Rachel did not dare to speak; if she did, she would burst into tears. She fixed her eyes on the tufted leather ceiling of the carriage instead and wished that she had never left Providence.
Unruffled, Douglas Frazier pressed a clean linen handkerchief into her hands. “There’s no shame in crying, Rachel. It cleanses the soul, they say.”
Still, she did not speak. Words could not possibly contain all the misery she felt; once freed by even the simplest utterance, it would come in torrents.
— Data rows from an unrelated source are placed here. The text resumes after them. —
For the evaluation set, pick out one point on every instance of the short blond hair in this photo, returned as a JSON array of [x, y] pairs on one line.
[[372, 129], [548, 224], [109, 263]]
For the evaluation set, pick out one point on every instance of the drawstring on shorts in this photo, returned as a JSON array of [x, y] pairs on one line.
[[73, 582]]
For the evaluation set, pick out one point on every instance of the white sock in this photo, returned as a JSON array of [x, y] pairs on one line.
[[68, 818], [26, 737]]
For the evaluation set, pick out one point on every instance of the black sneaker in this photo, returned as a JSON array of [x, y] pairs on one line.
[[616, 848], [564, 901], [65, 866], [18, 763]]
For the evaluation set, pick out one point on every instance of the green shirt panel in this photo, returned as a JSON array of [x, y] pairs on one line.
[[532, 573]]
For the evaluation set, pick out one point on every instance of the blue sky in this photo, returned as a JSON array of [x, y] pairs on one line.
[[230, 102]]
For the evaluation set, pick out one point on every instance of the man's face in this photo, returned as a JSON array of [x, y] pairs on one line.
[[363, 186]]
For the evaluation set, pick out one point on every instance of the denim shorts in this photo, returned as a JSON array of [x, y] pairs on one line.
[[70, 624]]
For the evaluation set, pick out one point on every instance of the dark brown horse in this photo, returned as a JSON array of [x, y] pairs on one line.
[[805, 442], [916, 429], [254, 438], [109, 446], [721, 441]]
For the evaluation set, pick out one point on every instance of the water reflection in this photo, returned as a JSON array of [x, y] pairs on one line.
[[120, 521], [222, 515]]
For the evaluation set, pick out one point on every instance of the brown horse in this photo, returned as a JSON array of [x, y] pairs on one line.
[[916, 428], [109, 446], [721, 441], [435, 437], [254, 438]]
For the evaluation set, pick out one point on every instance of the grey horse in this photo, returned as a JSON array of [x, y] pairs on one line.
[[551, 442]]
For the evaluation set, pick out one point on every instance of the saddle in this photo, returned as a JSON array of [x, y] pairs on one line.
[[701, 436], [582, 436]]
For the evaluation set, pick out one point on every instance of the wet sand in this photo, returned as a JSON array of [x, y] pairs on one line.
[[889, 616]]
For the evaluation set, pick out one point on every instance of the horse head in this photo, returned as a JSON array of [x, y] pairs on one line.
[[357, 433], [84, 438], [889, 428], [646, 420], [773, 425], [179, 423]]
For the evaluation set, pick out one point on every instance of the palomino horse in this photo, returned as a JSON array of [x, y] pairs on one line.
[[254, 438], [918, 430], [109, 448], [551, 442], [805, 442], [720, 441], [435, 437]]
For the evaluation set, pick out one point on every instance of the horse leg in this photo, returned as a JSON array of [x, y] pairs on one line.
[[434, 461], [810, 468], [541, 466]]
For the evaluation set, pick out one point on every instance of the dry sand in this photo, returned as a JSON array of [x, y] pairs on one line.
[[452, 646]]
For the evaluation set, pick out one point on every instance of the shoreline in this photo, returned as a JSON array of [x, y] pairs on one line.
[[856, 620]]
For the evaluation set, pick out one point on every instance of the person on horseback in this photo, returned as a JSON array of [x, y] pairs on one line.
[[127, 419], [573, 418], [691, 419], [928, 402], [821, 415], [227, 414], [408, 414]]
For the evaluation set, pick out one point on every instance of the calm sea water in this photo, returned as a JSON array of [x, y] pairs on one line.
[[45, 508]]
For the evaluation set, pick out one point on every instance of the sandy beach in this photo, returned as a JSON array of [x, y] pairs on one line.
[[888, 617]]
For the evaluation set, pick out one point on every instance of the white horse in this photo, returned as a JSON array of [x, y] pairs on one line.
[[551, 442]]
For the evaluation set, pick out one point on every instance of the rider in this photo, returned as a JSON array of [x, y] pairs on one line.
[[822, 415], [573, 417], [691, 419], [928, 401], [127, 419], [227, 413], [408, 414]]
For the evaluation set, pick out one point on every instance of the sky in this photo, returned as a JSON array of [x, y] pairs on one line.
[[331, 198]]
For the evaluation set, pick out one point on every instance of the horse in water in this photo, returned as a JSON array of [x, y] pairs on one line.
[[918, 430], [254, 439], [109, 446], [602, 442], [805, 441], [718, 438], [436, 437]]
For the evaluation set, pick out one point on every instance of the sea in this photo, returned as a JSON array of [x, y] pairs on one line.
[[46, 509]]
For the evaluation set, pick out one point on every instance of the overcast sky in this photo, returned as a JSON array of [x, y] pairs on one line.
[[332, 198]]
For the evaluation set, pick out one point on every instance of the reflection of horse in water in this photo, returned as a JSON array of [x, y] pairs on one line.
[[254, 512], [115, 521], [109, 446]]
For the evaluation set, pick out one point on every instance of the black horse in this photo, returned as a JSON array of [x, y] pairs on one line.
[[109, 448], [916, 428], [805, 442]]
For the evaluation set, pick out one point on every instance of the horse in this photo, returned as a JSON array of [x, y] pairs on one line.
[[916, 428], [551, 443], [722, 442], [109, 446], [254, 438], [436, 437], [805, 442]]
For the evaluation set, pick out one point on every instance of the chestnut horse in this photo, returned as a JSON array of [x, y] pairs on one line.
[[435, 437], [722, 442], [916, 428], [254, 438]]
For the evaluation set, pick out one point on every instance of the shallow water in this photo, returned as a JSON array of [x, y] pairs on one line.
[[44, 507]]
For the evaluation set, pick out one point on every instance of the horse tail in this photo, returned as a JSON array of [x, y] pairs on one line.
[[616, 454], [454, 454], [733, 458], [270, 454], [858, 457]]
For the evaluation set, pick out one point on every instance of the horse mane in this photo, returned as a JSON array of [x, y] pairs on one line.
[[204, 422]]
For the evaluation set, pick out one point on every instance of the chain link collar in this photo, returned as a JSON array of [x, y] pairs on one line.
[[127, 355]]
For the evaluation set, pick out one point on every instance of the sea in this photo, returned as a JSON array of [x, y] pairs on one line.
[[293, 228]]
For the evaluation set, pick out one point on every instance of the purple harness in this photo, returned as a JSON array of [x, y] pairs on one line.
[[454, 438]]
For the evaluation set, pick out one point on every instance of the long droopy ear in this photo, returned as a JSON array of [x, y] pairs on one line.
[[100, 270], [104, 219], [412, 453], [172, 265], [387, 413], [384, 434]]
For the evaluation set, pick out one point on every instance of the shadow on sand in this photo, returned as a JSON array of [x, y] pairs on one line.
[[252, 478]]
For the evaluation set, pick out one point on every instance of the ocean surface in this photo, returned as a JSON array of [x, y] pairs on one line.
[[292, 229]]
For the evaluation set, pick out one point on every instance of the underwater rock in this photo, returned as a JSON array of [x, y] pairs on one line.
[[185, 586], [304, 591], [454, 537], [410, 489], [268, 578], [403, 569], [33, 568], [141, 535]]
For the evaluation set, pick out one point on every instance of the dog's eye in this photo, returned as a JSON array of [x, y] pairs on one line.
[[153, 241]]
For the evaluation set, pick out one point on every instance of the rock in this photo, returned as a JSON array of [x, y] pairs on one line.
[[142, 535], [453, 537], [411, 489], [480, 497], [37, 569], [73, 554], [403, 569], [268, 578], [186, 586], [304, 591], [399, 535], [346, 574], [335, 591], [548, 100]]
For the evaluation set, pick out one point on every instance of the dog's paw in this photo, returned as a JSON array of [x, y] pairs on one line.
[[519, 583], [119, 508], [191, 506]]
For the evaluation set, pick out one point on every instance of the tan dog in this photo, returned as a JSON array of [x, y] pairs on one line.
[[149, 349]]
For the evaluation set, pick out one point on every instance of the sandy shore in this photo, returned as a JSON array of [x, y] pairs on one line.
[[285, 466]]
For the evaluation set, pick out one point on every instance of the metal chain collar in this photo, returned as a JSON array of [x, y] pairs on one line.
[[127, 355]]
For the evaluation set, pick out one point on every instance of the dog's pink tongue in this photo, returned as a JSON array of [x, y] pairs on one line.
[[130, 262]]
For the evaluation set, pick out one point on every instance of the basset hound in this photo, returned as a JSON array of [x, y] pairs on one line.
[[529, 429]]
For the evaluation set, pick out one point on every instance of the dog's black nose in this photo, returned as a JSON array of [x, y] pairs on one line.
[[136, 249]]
Gracefully Douglas shifted his sizable frame from his side of the carriage to hers. His arm slid around her shoulders in a brotherly fashion, and his voice was warm, almost tender. “Rachel, Rachel,” he muttered. “Poor, brave little Rachel. When will you see that you can have everything—everything— if you’ll only reach out for it!”
Everything. But not Griffin Fletcher, who personified that sweeping term. “How wrong you are,” she whispered. And then, as she had feared, her composure was shattered. She allowed Douglas Frazier to press her head to his shoulder and hold her close as she wept.
She was a mystery, this one. Douglas Frazier felt both rage and tenderness as she huddled against him, broken by the loss of a paltry, wretched position in a common shop.
Rachel dressed like a lady, and she certainly spoke like one. And yet she wandered in places like the Skid Road—after dark, no less—without an escort.
Was she, after all, nothing more than a trollop?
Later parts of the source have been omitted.